La década de los años 70, el grupo empresarial de Crédito Mexicano, con los hermanos Creel a la cabeza, estaban presentes en Jalisco, Chiapas, Puebla, Baja California, la Laguna y muchas otras localidades del país. Para inicios de los 80, el Banco Longoria había sido comprado por el grupo que se aprestaba a crecer en la pujante zona noreste del país, sin embargo, se sucedió la expropiación bancaria en el otoño de 1982. A esa crisis que incautó el ahorro chihuahuense, se sobrevino la muerte de Salvador Creel, años más tarde. Entonces, Jaime Creel asumió el mando de los negocios, seriamente disminuidos por la expropiación bancaria. En los años 80, la crisis económica provocada por el excesivo endeudamiento del gobierno federal hacía casi imposible la gestión de créditos. La solución empresarial fue desarrollar en la ciudad de Chihuahua el modelo de la industria manufacturera que operaba en dólares.

INTERMEX y la manufactura

Jaime Creel se enfocó entonces en la formación de un grupo empresarial chihuahuense, conformado por los hermanos Ornelas y Elías, entre otros, que se le conoció como Grupo 7 y cuyo primer proyecto se llevó a cabo en el Parque Industrial El Saucito. De ahí en adelante, la promoción de inversión extranjera dio pie a la estructuración de INTERMEX, compañía que ha desplegado una gran cantidad de parques y naves industriales.

Con los desarrollos establecidos desde principios de los años 70 en Ciudad Juárez, INTERMEX se fue expandiendo hacia Guadalajara y León, en el occidente y el Bajío de México, así como en Reynosa en la frontera de Tamaulipas con Texas. A los servicios de shelter y de real estate, INTERMEX sumó el ramo logístico, con lo cual se convirtió en uno de los dos grandes grupos industriales de Chihuahua.
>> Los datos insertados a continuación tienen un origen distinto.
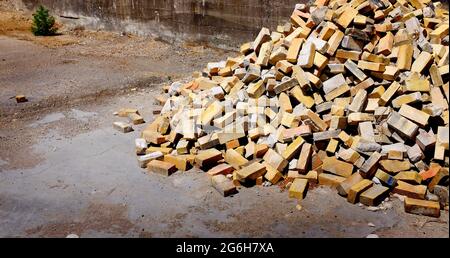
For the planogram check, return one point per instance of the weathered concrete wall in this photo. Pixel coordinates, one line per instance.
(218, 22)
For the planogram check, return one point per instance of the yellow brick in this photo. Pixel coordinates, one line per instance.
(357, 189)
(293, 148)
(298, 188)
(422, 207)
(337, 167)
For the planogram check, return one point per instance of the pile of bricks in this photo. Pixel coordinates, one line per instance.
(348, 94)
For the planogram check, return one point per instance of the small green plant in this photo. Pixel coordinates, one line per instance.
(43, 23)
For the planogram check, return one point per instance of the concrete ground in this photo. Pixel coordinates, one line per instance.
(64, 170)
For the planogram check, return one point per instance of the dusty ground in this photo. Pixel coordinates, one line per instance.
(63, 169)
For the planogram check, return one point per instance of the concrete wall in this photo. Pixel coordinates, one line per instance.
(225, 23)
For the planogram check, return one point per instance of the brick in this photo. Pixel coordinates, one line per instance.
(235, 159)
(370, 165)
(430, 173)
(251, 172)
(298, 188)
(421, 62)
(332, 146)
(330, 180)
(385, 178)
(223, 185)
(208, 158)
(395, 166)
(412, 191)
(411, 177)
(208, 141)
(402, 125)
(337, 167)
(415, 115)
(221, 169)
(348, 155)
(374, 195)
(161, 167)
(344, 187)
(422, 207)
(293, 148)
(358, 188)
(164, 150)
(145, 159)
(180, 161)
(122, 127)
(124, 112)
(275, 160)
(140, 146)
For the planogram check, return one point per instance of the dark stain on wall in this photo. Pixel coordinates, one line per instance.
(218, 22)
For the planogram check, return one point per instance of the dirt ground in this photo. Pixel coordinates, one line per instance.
(64, 170)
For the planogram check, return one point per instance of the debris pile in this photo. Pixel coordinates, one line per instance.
(349, 94)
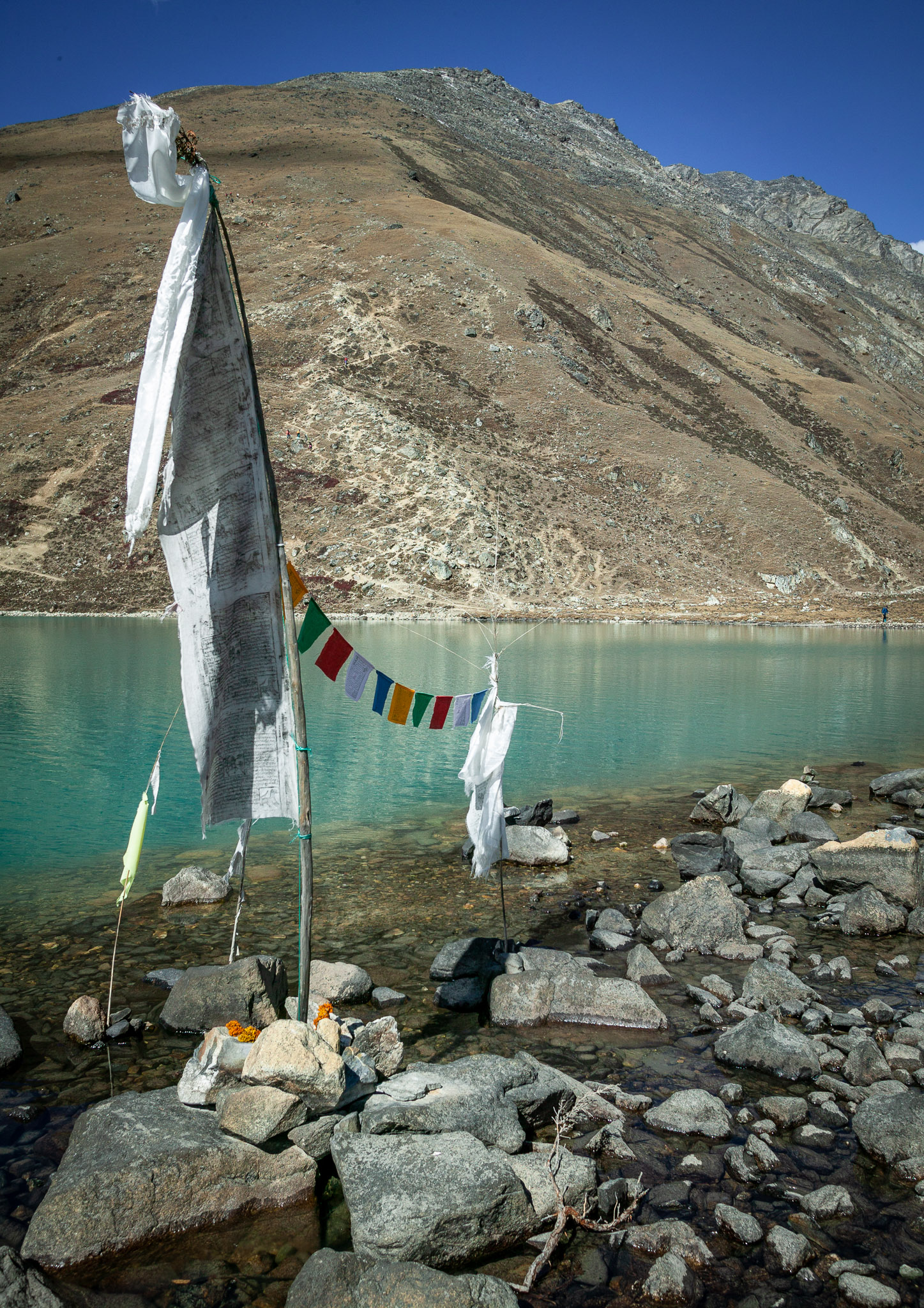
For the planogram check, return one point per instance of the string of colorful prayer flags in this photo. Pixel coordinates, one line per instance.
(405, 703)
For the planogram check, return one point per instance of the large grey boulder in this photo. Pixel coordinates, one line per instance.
(768, 1046)
(248, 991)
(146, 1166)
(469, 957)
(193, 886)
(522, 998)
(791, 798)
(294, 1057)
(701, 916)
(723, 805)
(536, 847)
(339, 983)
(771, 987)
(761, 882)
(446, 1201)
(259, 1112)
(865, 1065)
(573, 994)
(888, 860)
(444, 1099)
(886, 785)
(86, 1021)
(579, 996)
(776, 858)
(645, 968)
(216, 1063)
(335, 1279)
(22, 1286)
(822, 797)
(868, 912)
(11, 1049)
(692, 1112)
(890, 1128)
(765, 830)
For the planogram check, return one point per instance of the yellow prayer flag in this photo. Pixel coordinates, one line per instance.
(298, 589)
(132, 856)
(400, 704)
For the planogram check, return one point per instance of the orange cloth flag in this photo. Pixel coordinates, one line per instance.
(298, 589)
(400, 704)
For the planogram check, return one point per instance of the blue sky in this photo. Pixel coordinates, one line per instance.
(825, 91)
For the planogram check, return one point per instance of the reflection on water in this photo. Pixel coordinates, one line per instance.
(86, 701)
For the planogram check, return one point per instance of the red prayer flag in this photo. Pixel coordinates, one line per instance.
(333, 656)
(439, 710)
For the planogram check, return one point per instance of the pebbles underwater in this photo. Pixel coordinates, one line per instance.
(759, 1193)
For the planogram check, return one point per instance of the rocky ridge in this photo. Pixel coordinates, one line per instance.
(485, 326)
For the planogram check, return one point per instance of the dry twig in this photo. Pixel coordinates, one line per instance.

La contribución de estos grupos a la generación de empleo en el estado de Chihuahua y a la consiguiente derrama de bienes y servicios es uno de los máximos logros para el bienestar de quienes aquí vivimos. Mal evaluada por muchos, la manufactura ligera global sostiene innumerables familias y permite disfrutar de una economía sólida.

Un creyente discreto

Jaime Creel fue un católico creyente toda su vida, comprometido con las cuestiones sociales. Admiraba la obra de la Granja Hogar de Niños, recordándola como la máxima obra social católica de su tiempo. Fundada en 1959 por un grupo de mujeres comprometidas, esta obra fue inspiración de Jaime Creel en muchas iniciativas personales posteriores. Fue discreto en la entrega de recursos económicos a un gran número de obras solidarias. Sostenía comedores populares en barrios periféricos, pero también abonaba a programas de becas de enseñanza superior y de calidad. Igualmente, cooperaba en la formación de líderes para la gestión social, lo mismo en Chihuahua que en Ciudad Juárez, así como en la construcción de templos y centros comunitarios. Murió en paz en medio de los suyos. Eligió la exhacienda de Agua Nueva, cercana a Ojo Laguna, Chihuahua para descansar eternamente.